他略一思忖,回身对晏朝一揖:“殿下此时宜静养,臣明日若去御前请脉,可借机向陛下说明……
晏朝摇头,扯了扯嘴角,虚虚一笑:“不必了。我平素也不生病,这大约今日就传过去了,你再多言于你自身也无利。这几日我有的是时间静养,太医放心。”
冯京墨未想太多,复行了礼告退。
出东宫时才猛然发觉,宫门外看守似乎多了些人。再仔细一看,竟像是御前侍卫。
他心底一惊,隐隐猜测到什么,才明白太子方才那句“有的是时间静养”是什么意思。
身后梁禄又跟上来,让太监将一个匣子交予他。
“公公,这是……”
“劳烦冯大人夜里走一趟。接近年关,这段时间怕还要多有劳大人,这是殿下一点心意,便当请您吃顿酒了。”
冯京墨推辞再三,朝殿内行礼谢恩后收下。
他自是知道太子的心意,也知道自己隐瞒秘密的风险有多高。这些年来一直风平浪静没出现过什么差错,而太子也一如既往地客气。
偶尔想,倒也不仅仅是因为自己和崔家的交情。为医者,大多是有怜悯之心的。
殿中的应氏愁眉不展。
晏朝回来本就已过了晚膳时间,原是备好了准备传上来的,但她昏昏沉沉,什么也吃不下。好不容易慢慢劝着,至此刻也只用了半碗清粥。
应氏性子向来和软,替她换额上的帕子,手碰到滚烫的额头心下又惊又愁,一低头又看到她手上层层的纱布,想起来方才见着的红肿模样,顿时心疼得泪如珠涌。
心里恨死了皇帝,骂了千百遍却也只咬着唇不敢出声。同样是骨肉血亲,厚此薄彼也就算了,做什么还要下这么狠的手!
她是看着晏朝长大的,亲娘该做的她都做了。此刻除了贴身为她能做这些,其他竟不能为她分半点忧。
晏朝不知何时醒了,半睁着眼睛静静望着。寝殿只点了一盏灯,光有些暗淡,应氏守在一边,侧身剪影轮廓模糊。
那样的背影从小到大不知看到过多少回,心底终究一酸。
耳边有细微而又隐忍的啜泣声,她轻叹一声,哑声开口:“……嬷嬷别哭,都会过去的。”
应氏转过头来,泪眼未干:“会过去的。”
“儿时我病了都是嬷嬷哄我别哭,可你看,我现在都没有力气哄嬷嬷……”
应氏侧身拭干了泪,起身将她额上的帕子取下,又换了一块过来。
摸着她头上已不大烫,才放下心,轻声细语:“殿下睡一觉就好了。”
晏朝点点头,又迷迷糊糊地闭了眼。过了半晌忽然道:“嬷嬷去睡吧,明早就好了。”
后来仿佛并未听到应氏起身的声音,她也没再去想。
这一觉睡得很沉很沉,倒是没有再梦魇。这段时日四方压迫,整日应对,一丝不敢懈怠,的确是累极了。
隐隐约约在想,病了也好。
再次醒来,殿中安安静静。她睁眼时仍觉头有些沉闷,不过倒是比昨晚好多了,微一侧首发觉帐子外已有些微微的光。

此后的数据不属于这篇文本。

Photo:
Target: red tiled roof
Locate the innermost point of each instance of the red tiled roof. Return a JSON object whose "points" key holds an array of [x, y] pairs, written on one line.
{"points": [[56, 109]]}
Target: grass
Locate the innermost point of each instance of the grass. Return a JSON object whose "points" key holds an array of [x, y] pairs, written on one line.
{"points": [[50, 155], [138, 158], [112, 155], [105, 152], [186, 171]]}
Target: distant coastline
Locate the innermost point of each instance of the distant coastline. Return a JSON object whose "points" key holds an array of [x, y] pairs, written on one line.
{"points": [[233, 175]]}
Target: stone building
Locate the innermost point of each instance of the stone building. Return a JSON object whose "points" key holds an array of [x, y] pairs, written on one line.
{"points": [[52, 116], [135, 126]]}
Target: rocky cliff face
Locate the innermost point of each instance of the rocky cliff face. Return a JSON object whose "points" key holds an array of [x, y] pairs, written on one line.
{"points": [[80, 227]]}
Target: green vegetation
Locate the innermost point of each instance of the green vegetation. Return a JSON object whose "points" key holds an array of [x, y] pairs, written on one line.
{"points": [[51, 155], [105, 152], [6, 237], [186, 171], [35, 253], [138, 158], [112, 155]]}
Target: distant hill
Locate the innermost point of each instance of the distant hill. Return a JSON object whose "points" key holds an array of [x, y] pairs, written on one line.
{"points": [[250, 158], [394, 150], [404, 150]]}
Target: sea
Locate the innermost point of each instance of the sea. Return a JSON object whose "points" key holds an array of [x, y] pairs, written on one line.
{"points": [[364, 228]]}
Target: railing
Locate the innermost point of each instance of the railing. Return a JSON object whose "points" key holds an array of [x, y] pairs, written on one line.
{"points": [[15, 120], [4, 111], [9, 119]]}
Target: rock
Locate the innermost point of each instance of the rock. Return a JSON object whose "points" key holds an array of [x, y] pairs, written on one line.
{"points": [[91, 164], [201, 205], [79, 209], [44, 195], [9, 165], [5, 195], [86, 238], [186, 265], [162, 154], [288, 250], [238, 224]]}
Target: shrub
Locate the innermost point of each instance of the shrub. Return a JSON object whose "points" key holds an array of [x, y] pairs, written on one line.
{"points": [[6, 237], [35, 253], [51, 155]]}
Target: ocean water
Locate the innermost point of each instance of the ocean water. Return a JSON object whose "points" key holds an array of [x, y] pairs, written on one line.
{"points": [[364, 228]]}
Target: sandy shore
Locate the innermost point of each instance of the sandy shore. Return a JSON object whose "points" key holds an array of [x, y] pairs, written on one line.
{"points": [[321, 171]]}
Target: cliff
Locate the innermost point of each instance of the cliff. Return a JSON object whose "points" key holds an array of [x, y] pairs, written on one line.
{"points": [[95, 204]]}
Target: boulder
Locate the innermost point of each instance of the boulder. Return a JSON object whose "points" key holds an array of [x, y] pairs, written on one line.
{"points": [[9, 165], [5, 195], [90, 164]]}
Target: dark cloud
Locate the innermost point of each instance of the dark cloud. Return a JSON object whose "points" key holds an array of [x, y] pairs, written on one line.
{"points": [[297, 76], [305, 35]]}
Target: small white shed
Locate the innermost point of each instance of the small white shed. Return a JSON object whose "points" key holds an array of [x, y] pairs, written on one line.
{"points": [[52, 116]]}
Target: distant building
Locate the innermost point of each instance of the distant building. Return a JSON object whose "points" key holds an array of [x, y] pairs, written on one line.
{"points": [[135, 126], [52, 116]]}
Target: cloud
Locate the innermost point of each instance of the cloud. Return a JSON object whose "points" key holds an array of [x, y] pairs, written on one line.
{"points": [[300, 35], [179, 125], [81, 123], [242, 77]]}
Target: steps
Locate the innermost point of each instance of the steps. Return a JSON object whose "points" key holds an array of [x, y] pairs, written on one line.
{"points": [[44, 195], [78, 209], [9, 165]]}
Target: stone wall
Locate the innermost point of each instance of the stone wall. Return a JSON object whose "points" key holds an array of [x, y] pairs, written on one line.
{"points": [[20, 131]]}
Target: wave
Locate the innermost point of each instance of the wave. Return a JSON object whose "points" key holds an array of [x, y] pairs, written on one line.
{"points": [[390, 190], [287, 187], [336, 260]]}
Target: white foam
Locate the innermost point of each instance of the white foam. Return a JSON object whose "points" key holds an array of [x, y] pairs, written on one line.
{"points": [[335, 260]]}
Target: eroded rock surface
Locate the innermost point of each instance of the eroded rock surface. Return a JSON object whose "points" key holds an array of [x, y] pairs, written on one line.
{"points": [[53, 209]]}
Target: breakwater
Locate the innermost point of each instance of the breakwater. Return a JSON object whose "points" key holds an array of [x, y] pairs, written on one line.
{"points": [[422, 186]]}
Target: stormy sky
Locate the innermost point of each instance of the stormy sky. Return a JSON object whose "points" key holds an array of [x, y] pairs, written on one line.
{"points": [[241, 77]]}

她以为是天亮了,便要伸头出去望。她勉力撑起有些酸痛的身子,下意识先伸了小臂挡在眼前,另一只手正要拨开帷帐。
微光从缝隙里渗进来。她蹙了眉,倒不太像是天光。
然而随着光出现在眼前的,却是一个熟悉的人影。
晏朝一抬眼恰好与他对视。
面色顿时凝固,呼吸一滞,生生惊出一身虚汗。
“兰!怀!恩!”
他怎么进来的!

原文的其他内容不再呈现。